Years ago, I remembered everything ever discussed in this space.
Even when I went to bed, only my body slept. My mind kept proofreading the column I had just written. By the time I woke up, every word of that opus was chiseled into the granite of my memory.
Now I don't remember what I wrote last week, and I'm resigned to it. Little that I write is worth remembering.
Dr. William R. Duryee has written to me about the "paper strings" that are sometimes delivered together with his morning newspaper. He says that some years ago I explained that these paper strings were put there by a man named Etaoin Shurdlu, but he adds that I didn't explain why.
Frankly, I have no recollection of ever having written such a thing. It's possible that in a fanciful moment I wrote about Etaoin Shrdlu or about Shrdlu Etaoin, but if I spelled it Shurdlu I made a mistake. It's pronounced that way, but it's spelled with only one u.
Let me explain why: A Linotype keyboard is wholly unlike that of a typewriter. For one thing, a typewriter's keyboard "staggers" the letters, whereas a Linotype's arranges them in precisely aligned rows.
Starting from the top, the left-hand row is ETAOIN. Immediately to the right is a row that reads SHRDLU.
When an operator makes a mistake in keyboarding copy and wants to fill out a bad line which he will then (one hopes) remember to throw into the hellbox (a receptacle for discarded type), he usually runs a finger of each hand down each of the two rows of keys at the extreme left side of his keyboard. Whether he hits ETAOIN first or SHRDLU first may depend on pure chance or on whether he's right-handed or left-handed. I don't know.
In any event, Linotype operators sometimes forget to throw away their bad lines, with the result that those shrdlu etaoin lines (or etaoin shrdlu lines) get into the newspaper, for one edition at least.
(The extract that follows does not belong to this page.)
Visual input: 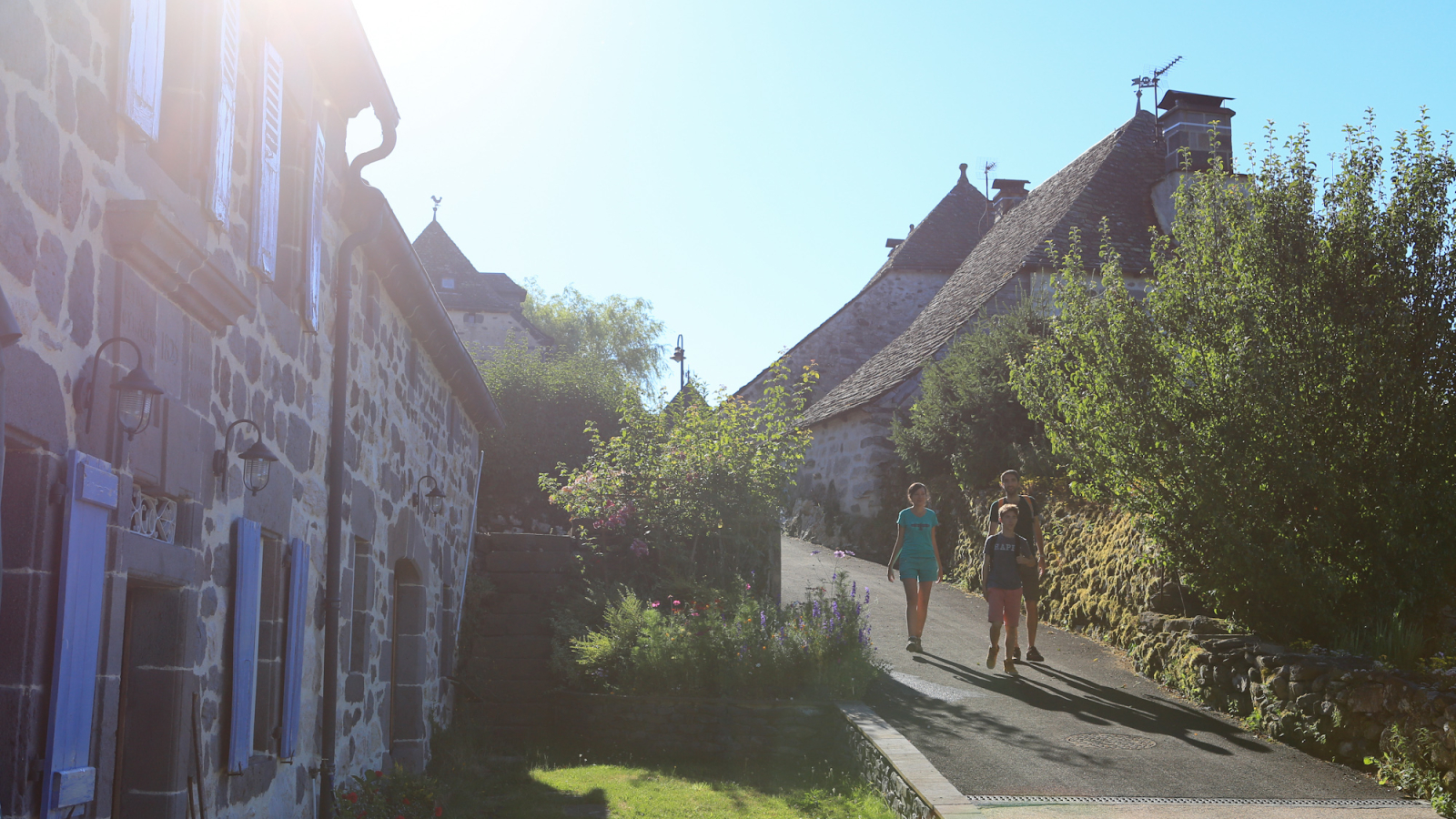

Over the years, those combinations of letters became, to newsmen, synonyms for all sorts of gremlins that afflict the printing trades. We used to blame Etaoin Shrdlu, or Shrdlu Etaoin, for anything that went wrong; and sometimes we even hung the title on things that went right. An official history of the National Press Club and the National Press Building is titled "Shrdlu."
Today, the Linotype machine is en route to the Smithsonian Institution's collection of Early Americana. Lead (otherwise known as "hot metal") is rapidly disappeariang from the publishing field. It is being replaced by "cold type," the photographic process that brings you much of today's Washington Post and will soon produce the entire newspaper.I write this column on a video display terminal (VDT). By striking three buttons on my keyboard, I can cause the final draft of the column to be set into "type."
Nobody else "keyboards" it after I do. Any errors that appear in the paper are mine. I can't blame a printer for them.
The "paper strings" that Dr. Duryee says I blamed on Etaoin Shurdlu are, of course, remnants of the cutters on high-speed presses that trim paper faster than the eye can follow.
I suspect they'll be with us a lot longer than Linotype machines will.
To me, it's still a scientific marvel that automated machines and electronic wizardry enable us to publish 100 million pages of newsprint on an ordinary night. But modern children take such things for granted.
They don't exclaim in wonder when they learn that type is set by a computer hooked up to VDT screens. In fact, if you tell them the computer can translate Bob Woodward's thoughts into type, they'd probably accept that news calmly, too.
Kids today don't know about men like Mr. Earl (Earl L. Broaddus) who did the work manually before computers were invented. At the age of 88, Mr. Earl could still drink whiskey and play poker until daylight, get to Pimlico in time for the daily double, return to The Post before the whistle blew for the start of the night shift at 6 p.m., and then set galley after galley of clean type until it was time to go back to drinking whiskey and playing poker.
Many of us miss Mr. Earl and his vanishing breed. But we'll be happy to see the last of Etaoin Shrdlu. TRICKS OF THE TRADE
Bob Orben watched a photographer make pictures at a dinner for lawyers. To get the lawyers to smile, the cameraman said, "Say fees." THESE MODERN TIMES
Milestones, published by the Miles Glass Co., brings us news of the parents who promised their son a new car when he graduated.
When the son finally got his degree and got behind the wheel of his graduation gift, he found a little card propped up in front of him.
On it was the message, "From Mama and Pauper."